Greek Form Guide

τίνι (tini) in Matthew 5:13: Dative Singular Neuter

τίνι (tini) in Matthew 5:13

Textual Witness

τίνι tini Dative Singular Neuter

The witness reads τίνι in Matthew 5:13.

How The Form Affects Interpretation

Sharpens the warning by asking how useless salt could be restored.

How To Communicate It

Use it to show that the question is rhetorical and means-focused.

What Not To Say

  • Grammatical form should serve context, not override it.
  • Keep the form tied to Matthew 5:13.
  • Do not detach it from the rhetorical question in Matthew 5:13.
  • Do not use morphology alone to build a complete doctrinal claim.

What Does The Label Mean?

Part of Speech

Pronoun: the form points to a person, group, thing, or question within the clause.

Case

Dative: marks the pronoun in a means, reference, or indirect-object role as the clause requires.

Person

Person: read person only where the morphology label marks it.

Number

Singular: the form points to one grammatical referent where context requires.

Gender

Gender: this pronoun form should not be used to make a theological claim from grammar alone.

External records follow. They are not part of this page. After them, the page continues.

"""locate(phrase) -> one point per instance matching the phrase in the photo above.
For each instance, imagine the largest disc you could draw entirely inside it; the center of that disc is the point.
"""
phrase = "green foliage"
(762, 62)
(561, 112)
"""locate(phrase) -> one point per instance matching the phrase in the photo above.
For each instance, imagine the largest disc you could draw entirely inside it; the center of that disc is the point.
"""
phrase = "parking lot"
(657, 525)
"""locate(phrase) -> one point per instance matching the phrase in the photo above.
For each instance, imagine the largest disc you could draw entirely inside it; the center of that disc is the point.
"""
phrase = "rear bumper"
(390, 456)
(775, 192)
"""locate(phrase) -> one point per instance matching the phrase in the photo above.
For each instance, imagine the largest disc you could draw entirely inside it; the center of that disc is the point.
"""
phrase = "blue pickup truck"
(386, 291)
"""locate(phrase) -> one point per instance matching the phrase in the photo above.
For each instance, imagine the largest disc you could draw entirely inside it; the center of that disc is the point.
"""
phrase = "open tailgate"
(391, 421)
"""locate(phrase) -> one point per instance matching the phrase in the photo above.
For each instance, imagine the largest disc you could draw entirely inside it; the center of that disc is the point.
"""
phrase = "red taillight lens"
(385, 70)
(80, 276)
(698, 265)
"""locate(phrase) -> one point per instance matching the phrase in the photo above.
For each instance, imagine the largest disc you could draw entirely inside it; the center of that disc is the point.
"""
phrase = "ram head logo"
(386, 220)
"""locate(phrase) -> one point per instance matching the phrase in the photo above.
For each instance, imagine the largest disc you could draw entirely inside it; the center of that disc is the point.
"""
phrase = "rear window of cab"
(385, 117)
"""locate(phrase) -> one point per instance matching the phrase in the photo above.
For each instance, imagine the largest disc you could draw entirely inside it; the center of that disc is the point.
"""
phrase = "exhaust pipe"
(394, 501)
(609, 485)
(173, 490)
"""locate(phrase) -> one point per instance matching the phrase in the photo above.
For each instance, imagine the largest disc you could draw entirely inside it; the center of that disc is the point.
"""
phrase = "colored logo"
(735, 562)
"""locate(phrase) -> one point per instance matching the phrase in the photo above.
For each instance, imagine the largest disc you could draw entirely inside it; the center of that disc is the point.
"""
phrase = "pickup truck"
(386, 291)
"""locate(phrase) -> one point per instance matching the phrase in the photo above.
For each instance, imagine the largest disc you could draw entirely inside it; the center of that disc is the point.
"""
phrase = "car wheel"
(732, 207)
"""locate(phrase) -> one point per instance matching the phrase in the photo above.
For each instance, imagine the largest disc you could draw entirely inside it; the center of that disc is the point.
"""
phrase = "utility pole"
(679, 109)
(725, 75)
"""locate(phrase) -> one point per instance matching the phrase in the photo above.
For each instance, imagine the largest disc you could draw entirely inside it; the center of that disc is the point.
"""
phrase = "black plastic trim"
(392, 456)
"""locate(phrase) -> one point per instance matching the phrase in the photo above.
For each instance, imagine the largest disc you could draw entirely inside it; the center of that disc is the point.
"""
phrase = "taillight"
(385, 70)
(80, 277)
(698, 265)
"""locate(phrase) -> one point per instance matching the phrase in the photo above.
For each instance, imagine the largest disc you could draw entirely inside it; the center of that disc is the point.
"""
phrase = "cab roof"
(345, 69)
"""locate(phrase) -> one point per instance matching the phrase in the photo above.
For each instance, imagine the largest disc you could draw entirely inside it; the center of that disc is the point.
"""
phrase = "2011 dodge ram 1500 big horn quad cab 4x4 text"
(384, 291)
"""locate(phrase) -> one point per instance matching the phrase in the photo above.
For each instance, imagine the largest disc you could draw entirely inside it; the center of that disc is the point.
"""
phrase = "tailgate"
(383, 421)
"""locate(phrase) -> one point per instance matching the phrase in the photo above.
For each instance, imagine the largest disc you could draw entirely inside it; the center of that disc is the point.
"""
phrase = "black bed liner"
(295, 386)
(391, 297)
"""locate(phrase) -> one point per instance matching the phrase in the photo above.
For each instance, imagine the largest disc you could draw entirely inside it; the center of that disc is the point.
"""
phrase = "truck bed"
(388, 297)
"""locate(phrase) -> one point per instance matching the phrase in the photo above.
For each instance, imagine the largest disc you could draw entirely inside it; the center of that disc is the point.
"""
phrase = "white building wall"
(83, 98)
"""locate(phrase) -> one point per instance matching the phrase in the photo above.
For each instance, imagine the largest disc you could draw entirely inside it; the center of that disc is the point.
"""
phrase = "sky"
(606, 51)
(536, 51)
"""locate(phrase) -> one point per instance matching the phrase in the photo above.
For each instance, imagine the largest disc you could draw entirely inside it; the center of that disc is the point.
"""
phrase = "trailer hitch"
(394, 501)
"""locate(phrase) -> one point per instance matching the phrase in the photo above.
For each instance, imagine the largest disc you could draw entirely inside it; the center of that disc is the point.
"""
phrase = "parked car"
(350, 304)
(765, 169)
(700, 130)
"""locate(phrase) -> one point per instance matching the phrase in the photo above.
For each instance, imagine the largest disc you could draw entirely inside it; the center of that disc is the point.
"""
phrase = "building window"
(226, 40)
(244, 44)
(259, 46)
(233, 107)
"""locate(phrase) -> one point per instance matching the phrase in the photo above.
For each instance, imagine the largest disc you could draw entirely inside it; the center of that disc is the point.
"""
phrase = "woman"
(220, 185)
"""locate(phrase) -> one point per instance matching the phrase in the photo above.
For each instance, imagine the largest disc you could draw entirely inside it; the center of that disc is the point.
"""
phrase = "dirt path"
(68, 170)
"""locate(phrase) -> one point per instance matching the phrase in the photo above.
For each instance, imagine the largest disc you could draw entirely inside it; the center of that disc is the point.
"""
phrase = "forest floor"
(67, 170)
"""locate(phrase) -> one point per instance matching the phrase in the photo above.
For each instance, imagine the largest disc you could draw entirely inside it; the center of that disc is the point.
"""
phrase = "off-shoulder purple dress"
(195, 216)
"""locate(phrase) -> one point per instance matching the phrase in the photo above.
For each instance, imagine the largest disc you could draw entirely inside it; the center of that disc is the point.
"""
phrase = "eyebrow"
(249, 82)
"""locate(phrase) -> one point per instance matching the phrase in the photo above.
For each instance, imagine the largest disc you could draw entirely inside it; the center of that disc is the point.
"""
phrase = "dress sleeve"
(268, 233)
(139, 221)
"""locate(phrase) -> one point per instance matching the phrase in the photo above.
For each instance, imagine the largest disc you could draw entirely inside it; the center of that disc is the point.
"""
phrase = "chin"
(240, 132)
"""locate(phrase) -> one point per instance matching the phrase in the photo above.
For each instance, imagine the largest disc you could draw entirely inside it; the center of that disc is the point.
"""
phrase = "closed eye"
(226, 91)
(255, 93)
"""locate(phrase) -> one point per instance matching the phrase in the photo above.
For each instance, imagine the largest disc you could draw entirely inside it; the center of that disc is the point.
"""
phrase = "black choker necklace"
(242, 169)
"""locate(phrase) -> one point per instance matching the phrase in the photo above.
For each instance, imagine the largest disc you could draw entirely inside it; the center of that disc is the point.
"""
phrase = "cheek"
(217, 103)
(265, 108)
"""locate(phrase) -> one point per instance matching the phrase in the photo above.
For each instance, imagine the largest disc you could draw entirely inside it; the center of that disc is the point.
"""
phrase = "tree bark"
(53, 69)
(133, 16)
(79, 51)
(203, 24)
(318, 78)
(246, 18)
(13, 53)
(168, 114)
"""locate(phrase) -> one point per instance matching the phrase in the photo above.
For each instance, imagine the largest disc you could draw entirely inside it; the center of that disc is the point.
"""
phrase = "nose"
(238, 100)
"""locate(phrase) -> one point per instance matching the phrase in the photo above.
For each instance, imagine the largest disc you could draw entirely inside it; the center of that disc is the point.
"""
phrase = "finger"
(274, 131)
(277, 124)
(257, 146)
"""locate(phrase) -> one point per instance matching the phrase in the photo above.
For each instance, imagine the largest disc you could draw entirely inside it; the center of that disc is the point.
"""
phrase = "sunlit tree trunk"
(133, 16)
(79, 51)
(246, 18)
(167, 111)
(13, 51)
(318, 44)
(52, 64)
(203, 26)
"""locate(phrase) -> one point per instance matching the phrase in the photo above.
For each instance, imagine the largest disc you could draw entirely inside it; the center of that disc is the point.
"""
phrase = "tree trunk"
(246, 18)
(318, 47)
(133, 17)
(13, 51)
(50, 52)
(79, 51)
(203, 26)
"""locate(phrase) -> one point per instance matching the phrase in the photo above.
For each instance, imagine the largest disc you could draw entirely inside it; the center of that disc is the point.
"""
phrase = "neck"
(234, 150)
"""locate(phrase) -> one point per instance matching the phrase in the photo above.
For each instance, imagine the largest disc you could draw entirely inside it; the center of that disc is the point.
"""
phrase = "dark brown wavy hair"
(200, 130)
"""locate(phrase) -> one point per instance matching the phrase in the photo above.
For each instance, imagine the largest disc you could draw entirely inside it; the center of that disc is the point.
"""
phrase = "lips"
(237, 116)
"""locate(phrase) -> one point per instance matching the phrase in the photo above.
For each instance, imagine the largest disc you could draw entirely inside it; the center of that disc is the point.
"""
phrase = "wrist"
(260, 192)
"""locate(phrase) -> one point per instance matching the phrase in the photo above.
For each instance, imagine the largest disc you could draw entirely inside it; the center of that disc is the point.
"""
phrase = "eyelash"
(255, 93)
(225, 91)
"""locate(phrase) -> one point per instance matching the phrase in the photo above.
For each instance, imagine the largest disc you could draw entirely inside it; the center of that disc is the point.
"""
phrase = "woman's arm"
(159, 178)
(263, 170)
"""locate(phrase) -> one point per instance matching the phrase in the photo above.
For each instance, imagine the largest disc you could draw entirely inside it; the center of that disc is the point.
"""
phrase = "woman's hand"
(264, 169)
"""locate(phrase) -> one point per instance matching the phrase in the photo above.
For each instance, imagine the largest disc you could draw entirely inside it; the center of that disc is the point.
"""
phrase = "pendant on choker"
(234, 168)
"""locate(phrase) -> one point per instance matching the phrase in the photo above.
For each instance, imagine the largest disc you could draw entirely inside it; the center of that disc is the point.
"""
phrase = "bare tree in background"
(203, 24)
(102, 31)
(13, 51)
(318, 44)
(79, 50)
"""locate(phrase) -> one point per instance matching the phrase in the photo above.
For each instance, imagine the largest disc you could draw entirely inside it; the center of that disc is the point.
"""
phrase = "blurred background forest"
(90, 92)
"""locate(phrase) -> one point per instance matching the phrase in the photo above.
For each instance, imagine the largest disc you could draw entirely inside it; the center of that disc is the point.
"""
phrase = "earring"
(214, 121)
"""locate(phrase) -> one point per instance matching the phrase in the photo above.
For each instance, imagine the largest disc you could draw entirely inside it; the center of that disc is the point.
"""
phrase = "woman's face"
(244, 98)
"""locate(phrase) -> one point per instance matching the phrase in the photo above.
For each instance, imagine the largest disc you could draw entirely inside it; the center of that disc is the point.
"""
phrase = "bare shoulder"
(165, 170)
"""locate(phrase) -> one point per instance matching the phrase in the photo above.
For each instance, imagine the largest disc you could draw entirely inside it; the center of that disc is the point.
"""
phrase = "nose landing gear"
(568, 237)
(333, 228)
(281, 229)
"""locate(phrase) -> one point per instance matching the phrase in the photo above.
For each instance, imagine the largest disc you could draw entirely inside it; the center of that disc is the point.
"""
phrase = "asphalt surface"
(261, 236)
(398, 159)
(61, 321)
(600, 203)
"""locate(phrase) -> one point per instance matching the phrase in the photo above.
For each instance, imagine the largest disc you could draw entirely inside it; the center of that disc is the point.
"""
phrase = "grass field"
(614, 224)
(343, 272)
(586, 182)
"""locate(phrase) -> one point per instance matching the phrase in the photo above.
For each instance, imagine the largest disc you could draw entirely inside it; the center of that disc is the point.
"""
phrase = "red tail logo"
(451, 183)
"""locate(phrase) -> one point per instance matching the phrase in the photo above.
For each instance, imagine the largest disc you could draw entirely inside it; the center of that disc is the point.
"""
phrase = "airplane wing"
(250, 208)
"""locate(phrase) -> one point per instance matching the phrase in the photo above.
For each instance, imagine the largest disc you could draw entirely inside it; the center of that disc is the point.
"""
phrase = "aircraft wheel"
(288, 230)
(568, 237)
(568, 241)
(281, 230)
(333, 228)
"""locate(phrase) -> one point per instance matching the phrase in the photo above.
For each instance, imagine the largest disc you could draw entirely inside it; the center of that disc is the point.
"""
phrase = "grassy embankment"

What The Form Does In This Verse

Attached To

Will it be salted

Governed By

The rhetorical question in Matthew 5:13

Role In The Phrase

Asks by what means useless salt could be restored.

What It Is Not Doing

Do not make the question supply an answer that the verse does not state.

How Much The Form Matters Here

Interpretive Weight

Medium: rhetorical question

Syntax Profile

Dative question word. asks the means of salting. Attached to will it be salted. Governed by the rhetorical question in Matthew 5:13. Read with with what will it be salted.

Reader Question

What does the question ask? It asks with what the salt will be salted if it loses usefulness.

Translation Effect

Direct: The dative question word supports with what.

Where Caution Is Needed

This occurrence must be read within Matthew 5:13, not as a standalone word study.

Fallacies To Avoid

How The Interpretation Is Derived

Textual Witness

The witness reads τίνι in Matthew 5:13.

Lexical Identity

The form is an interrogative pronoun, so it asks about the means rather than naming the means.

Grammar In Context

Its dative form fits the question with the passive verb will be salted.

Passage Meaning

The question presses the seriousness of salt losing its proper function.

Canonical Fit

The form supports Jesus warning by making the loss appear unrecoverable within the image.

Communication Use

Use it to show that the question is rhetorical and means-focused.

Do Not Derive

Do not turn the interrogative into a hidden answer about methods or remedies.